The sheriff’s eyes dropped, scouring Prophet’s chest for a badge. ‘You a federal?’

No, I’m a bounty hunter.’

The sheriff stared at him, holding his rake across his chest. His eyes were gray and old, and his chin jutted like a sharp rock. ‘You alone?’ he asked finally.

Well... not exactly, but close enough.’

What the hell does that mean?’

Prophet studied the man from across the black, wet garden that smelled of worms and fresh earth and which a pair of robins eyed from the eaves of the jailhouse. Prophet could see the man wanted no part of the Red River Gang, and the bounty hunter didn’t blame him. He’d probably farmed most of his life, and when the sheriff’s job had opened, he’d probably figured why not take it? Beats following mules around a potato patch. It was a pretty typical state of affairs, Prophet had found, and one that contradicted the newspapers and dime novels that had the easterners believing every town was Dodge City and every lawman was Wyatt Earp or Bat Masterson.

Prophet waved and, turning, said, ‘Never mind, Sheriff.’ He should have listened to Miss Louisa, but he always figured that giving the local lawmen a courtesy call would save him trouble in the long run.

They send me federals, I’d go in there after those bastards,’ the sheriff said.

It’s all right, Sheriff,’ Prophet said over his shoulder.

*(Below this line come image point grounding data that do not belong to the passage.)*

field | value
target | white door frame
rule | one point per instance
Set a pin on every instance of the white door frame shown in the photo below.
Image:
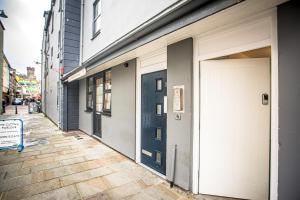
(271, 17)
(152, 62)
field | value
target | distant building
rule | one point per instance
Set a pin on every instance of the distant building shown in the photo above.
(31, 73)
(1, 61)
(5, 80)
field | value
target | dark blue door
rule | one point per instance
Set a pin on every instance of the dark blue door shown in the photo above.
(154, 118)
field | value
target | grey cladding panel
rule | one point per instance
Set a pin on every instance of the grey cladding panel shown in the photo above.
(71, 56)
(179, 132)
(289, 98)
(71, 36)
(72, 15)
(72, 43)
(73, 106)
(72, 23)
(70, 49)
(118, 131)
(72, 29)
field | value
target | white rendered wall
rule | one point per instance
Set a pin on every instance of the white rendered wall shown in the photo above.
(118, 18)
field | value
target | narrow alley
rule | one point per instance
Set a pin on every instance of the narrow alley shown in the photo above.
(73, 165)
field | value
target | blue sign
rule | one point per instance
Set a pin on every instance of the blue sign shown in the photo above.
(11, 134)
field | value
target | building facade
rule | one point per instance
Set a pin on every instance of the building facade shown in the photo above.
(1, 62)
(191, 90)
(6, 80)
(60, 54)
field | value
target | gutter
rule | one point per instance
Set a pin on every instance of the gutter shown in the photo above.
(171, 19)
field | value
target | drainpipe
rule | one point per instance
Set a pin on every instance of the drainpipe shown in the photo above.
(82, 31)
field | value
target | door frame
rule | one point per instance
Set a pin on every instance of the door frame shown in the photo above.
(151, 62)
(270, 17)
(98, 75)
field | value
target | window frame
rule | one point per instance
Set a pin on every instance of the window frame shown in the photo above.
(52, 22)
(95, 18)
(107, 91)
(105, 112)
(88, 92)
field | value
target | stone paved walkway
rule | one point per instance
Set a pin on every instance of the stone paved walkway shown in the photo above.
(57, 165)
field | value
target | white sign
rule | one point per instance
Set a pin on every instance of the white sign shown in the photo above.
(178, 96)
(11, 134)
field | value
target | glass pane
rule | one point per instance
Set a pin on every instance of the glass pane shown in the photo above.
(97, 24)
(107, 100)
(158, 109)
(90, 84)
(158, 133)
(99, 94)
(158, 157)
(108, 80)
(158, 85)
(90, 101)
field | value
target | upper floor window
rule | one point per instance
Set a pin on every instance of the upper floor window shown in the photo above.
(52, 19)
(96, 17)
(107, 92)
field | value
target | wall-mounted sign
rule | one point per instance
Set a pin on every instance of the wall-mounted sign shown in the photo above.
(11, 134)
(178, 96)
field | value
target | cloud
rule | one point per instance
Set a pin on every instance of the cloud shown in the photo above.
(24, 32)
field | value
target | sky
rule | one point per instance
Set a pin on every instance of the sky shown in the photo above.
(23, 33)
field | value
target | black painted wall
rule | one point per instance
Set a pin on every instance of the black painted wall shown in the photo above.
(71, 39)
(289, 100)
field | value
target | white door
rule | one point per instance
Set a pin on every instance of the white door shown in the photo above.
(235, 128)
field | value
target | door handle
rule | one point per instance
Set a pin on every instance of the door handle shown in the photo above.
(265, 99)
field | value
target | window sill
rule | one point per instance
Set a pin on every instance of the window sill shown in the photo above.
(95, 35)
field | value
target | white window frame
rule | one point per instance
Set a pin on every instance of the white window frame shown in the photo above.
(96, 16)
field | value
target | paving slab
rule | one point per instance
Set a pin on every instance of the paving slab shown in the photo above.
(60, 166)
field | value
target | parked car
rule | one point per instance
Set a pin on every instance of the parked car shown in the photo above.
(17, 101)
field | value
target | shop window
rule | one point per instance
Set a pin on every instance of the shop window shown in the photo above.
(107, 92)
(89, 94)
(96, 17)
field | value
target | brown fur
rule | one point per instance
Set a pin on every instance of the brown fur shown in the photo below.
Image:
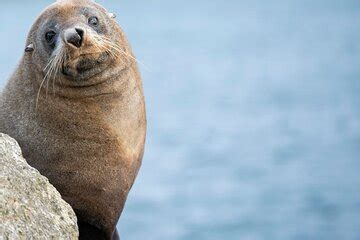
(86, 136)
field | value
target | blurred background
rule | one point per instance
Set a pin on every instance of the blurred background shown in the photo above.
(253, 111)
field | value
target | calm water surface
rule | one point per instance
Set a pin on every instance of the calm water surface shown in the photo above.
(254, 116)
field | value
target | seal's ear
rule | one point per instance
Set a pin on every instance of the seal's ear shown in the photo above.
(30, 48)
(112, 15)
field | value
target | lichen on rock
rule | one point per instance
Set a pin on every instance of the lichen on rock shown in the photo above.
(31, 208)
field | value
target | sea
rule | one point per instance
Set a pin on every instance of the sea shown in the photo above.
(253, 116)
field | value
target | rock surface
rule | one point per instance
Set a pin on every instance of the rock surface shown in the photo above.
(31, 208)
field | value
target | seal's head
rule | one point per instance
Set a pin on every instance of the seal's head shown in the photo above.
(76, 40)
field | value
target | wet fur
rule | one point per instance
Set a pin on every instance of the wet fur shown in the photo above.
(86, 133)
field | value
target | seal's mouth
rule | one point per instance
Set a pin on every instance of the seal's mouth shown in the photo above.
(85, 65)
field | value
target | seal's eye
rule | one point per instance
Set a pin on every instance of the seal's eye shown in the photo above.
(49, 36)
(94, 21)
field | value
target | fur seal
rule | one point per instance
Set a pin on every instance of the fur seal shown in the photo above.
(75, 104)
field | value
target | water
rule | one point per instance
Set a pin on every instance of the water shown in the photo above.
(254, 118)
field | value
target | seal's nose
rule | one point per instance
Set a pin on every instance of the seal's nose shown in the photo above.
(74, 36)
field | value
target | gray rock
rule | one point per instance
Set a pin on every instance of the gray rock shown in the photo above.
(31, 208)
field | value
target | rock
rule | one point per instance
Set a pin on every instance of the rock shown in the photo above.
(31, 208)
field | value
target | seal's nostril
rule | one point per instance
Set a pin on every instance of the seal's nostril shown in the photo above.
(80, 32)
(74, 36)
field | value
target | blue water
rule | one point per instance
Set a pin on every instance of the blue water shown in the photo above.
(254, 116)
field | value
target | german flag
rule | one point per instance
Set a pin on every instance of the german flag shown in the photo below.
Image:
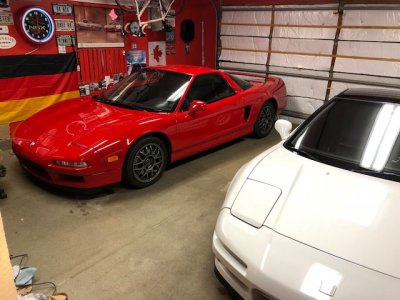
(29, 83)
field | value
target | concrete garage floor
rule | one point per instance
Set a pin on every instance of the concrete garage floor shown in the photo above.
(153, 243)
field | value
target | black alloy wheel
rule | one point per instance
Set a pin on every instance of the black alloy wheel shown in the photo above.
(265, 120)
(145, 162)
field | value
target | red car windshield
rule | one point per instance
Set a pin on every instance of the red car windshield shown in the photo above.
(148, 90)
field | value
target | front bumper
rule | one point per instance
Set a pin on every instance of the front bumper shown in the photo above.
(85, 178)
(262, 264)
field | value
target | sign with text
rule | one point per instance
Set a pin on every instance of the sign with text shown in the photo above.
(64, 25)
(62, 9)
(65, 40)
(6, 18)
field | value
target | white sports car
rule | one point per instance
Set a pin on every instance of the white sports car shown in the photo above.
(318, 215)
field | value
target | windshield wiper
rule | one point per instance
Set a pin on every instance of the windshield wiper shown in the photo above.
(374, 172)
(302, 153)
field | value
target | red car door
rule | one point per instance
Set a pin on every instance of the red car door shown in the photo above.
(204, 129)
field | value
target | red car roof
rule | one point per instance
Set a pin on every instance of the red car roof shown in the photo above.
(190, 70)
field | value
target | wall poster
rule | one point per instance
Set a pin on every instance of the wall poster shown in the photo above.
(136, 60)
(98, 27)
(4, 5)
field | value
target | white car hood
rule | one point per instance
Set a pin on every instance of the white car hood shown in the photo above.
(349, 215)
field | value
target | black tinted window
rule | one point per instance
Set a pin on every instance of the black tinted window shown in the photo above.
(244, 84)
(361, 136)
(208, 88)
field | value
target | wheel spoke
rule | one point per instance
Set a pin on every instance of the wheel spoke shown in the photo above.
(148, 162)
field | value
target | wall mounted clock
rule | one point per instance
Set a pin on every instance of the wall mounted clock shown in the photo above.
(37, 25)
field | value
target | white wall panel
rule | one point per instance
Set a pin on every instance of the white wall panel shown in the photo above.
(246, 57)
(304, 48)
(338, 87)
(245, 30)
(368, 49)
(303, 105)
(240, 65)
(262, 19)
(301, 61)
(317, 18)
(305, 87)
(239, 42)
(371, 18)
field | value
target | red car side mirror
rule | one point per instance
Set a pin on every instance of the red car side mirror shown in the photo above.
(197, 106)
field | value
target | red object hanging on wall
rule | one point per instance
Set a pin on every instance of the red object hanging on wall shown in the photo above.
(96, 63)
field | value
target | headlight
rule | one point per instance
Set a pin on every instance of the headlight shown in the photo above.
(72, 164)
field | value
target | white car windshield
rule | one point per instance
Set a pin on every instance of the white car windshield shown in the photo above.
(353, 134)
(148, 90)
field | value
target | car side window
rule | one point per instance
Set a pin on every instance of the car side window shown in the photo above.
(208, 88)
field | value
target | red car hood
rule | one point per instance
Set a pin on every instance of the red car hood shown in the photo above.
(84, 123)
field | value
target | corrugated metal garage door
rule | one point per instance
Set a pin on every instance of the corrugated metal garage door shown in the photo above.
(319, 50)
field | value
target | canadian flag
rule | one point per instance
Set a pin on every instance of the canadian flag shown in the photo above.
(157, 53)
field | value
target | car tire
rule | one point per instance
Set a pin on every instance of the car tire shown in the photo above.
(265, 120)
(145, 162)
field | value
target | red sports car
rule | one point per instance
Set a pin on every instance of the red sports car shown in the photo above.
(153, 117)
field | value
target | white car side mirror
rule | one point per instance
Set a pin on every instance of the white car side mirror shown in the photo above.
(284, 128)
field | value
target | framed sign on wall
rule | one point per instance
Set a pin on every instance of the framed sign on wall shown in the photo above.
(37, 26)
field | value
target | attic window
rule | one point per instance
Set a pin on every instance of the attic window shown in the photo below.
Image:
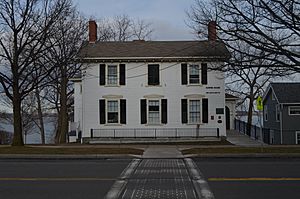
(194, 76)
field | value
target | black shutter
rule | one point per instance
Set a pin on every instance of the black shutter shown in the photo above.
(143, 111)
(123, 111)
(183, 74)
(153, 74)
(205, 110)
(204, 73)
(184, 111)
(102, 74)
(164, 111)
(122, 74)
(102, 111)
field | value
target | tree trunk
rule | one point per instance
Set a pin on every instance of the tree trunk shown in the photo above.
(40, 116)
(249, 119)
(64, 122)
(18, 134)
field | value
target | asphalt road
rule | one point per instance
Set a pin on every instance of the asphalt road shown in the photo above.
(88, 179)
(252, 178)
(59, 179)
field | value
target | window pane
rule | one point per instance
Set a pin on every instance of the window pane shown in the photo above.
(153, 115)
(153, 74)
(194, 111)
(194, 74)
(294, 110)
(112, 111)
(112, 75)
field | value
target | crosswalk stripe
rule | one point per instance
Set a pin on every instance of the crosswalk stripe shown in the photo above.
(253, 179)
(57, 179)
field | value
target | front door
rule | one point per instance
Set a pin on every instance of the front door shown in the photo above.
(227, 112)
(297, 137)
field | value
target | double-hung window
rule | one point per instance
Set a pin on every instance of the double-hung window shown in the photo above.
(153, 74)
(112, 111)
(194, 111)
(265, 112)
(153, 112)
(112, 75)
(194, 74)
(294, 110)
(277, 113)
(297, 137)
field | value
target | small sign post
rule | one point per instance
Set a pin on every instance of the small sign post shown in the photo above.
(259, 104)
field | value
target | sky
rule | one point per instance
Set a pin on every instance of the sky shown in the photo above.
(167, 16)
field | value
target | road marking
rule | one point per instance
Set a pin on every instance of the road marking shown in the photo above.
(253, 179)
(200, 184)
(57, 179)
(119, 185)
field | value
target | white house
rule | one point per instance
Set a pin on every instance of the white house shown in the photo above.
(150, 88)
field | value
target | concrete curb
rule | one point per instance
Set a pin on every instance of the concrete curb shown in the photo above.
(246, 155)
(66, 157)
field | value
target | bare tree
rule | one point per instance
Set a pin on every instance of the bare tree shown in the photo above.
(25, 26)
(271, 26)
(123, 28)
(251, 65)
(70, 33)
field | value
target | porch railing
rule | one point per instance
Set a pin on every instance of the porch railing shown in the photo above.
(155, 133)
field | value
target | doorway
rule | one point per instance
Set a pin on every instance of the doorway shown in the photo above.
(227, 116)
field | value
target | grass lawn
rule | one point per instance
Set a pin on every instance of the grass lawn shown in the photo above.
(69, 150)
(241, 150)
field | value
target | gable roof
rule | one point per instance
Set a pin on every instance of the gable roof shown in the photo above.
(140, 49)
(286, 93)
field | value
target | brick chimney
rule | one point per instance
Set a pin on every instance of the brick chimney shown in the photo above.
(212, 31)
(92, 31)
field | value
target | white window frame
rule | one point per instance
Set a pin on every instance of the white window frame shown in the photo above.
(188, 74)
(159, 114)
(119, 111)
(296, 135)
(188, 110)
(106, 75)
(159, 74)
(265, 113)
(277, 109)
(298, 107)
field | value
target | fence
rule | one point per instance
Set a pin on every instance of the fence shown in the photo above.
(155, 133)
(256, 132)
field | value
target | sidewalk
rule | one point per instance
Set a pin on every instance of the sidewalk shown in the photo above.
(239, 139)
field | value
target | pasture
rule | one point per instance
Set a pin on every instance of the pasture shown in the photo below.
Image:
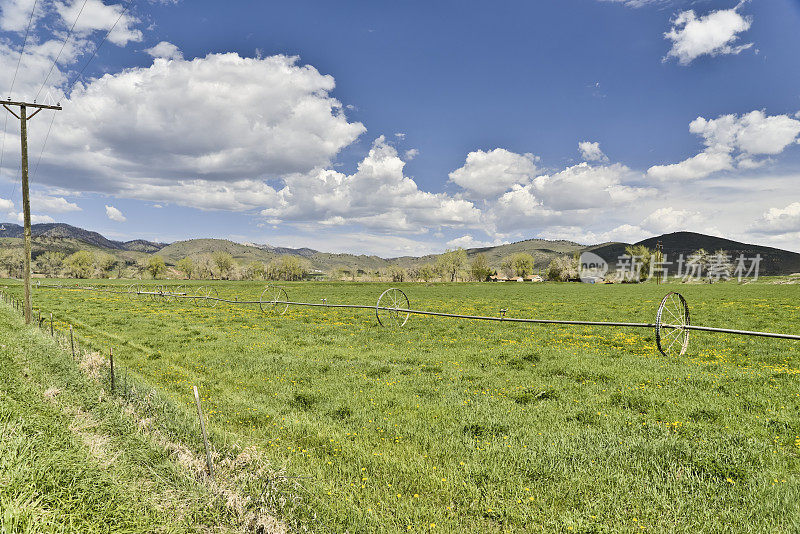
(449, 424)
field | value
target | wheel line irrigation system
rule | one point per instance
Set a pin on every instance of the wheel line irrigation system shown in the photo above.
(393, 309)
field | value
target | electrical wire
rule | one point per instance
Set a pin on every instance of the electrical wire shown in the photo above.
(14, 81)
(64, 44)
(80, 74)
(24, 43)
(46, 137)
(67, 93)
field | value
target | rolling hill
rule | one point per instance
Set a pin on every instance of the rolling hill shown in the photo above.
(68, 239)
(774, 261)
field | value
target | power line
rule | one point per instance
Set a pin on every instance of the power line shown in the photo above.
(24, 43)
(67, 93)
(69, 35)
(124, 11)
(46, 137)
(13, 81)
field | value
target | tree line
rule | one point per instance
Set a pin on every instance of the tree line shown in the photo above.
(452, 266)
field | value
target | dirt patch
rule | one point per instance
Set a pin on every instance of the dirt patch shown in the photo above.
(97, 444)
(51, 393)
(91, 363)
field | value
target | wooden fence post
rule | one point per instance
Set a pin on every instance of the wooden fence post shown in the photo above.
(111, 359)
(203, 429)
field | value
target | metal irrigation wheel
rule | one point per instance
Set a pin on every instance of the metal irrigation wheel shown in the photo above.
(157, 293)
(389, 306)
(169, 294)
(178, 292)
(196, 297)
(672, 318)
(274, 300)
(210, 297)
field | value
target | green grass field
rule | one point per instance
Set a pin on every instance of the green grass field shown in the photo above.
(449, 425)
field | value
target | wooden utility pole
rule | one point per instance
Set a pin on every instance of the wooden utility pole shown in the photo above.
(660, 260)
(26, 204)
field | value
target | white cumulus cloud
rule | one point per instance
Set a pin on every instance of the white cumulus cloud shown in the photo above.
(165, 50)
(591, 151)
(732, 141)
(172, 123)
(114, 214)
(778, 220)
(378, 195)
(714, 34)
(489, 174)
(52, 204)
(665, 220)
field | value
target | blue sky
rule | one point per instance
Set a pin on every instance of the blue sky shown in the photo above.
(407, 128)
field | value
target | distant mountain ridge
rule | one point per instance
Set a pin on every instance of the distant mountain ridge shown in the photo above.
(66, 231)
(774, 261)
(67, 238)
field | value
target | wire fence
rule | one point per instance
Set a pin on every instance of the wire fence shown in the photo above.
(393, 309)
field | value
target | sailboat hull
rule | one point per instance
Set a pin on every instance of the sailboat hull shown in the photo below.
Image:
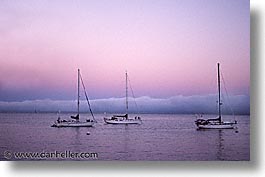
(73, 124)
(125, 121)
(225, 125)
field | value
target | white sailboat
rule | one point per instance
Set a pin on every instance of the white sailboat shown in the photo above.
(75, 122)
(215, 123)
(123, 119)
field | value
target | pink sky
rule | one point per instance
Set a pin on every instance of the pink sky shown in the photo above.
(168, 47)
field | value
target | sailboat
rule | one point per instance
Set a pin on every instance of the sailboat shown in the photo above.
(215, 123)
(75, 120)
(123, 119)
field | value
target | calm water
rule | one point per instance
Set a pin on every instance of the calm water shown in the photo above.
(160, 137)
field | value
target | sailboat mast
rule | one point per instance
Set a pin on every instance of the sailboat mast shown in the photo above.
(126, 92)
(219, 92)
(78, 92)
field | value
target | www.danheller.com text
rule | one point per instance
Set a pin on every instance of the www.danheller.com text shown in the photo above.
(50, 155)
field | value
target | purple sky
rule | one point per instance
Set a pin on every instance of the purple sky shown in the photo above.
(168, 47)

Hell, I have a wife and a daughter, and my deputy just had a baby!’

I hear ye, Sheriff.’

If I wired Bismarck today, they wouldn’t have federals here till next Wednesday!’

Prophet threw up a hand, waving, and walked back to the front of the jail, startling the deputy as he approached the veranda.

Jeepers, you scared me!’ the lad said.

Prophet untied his reins from the hitch rack. ‘Sorry, kid.’

What’d the sheriff say?’

He told me you just had a baby.’

The lad grinned. ‘Sure did.’

Prophet crawled into the leather. ‘Boy or girl?’

Girl. Named her Sony a after my mother, God rest her soul.’

Greet her and her mother for me, lad,’ Prophet said. ‘And stay away from that saloon tonight.’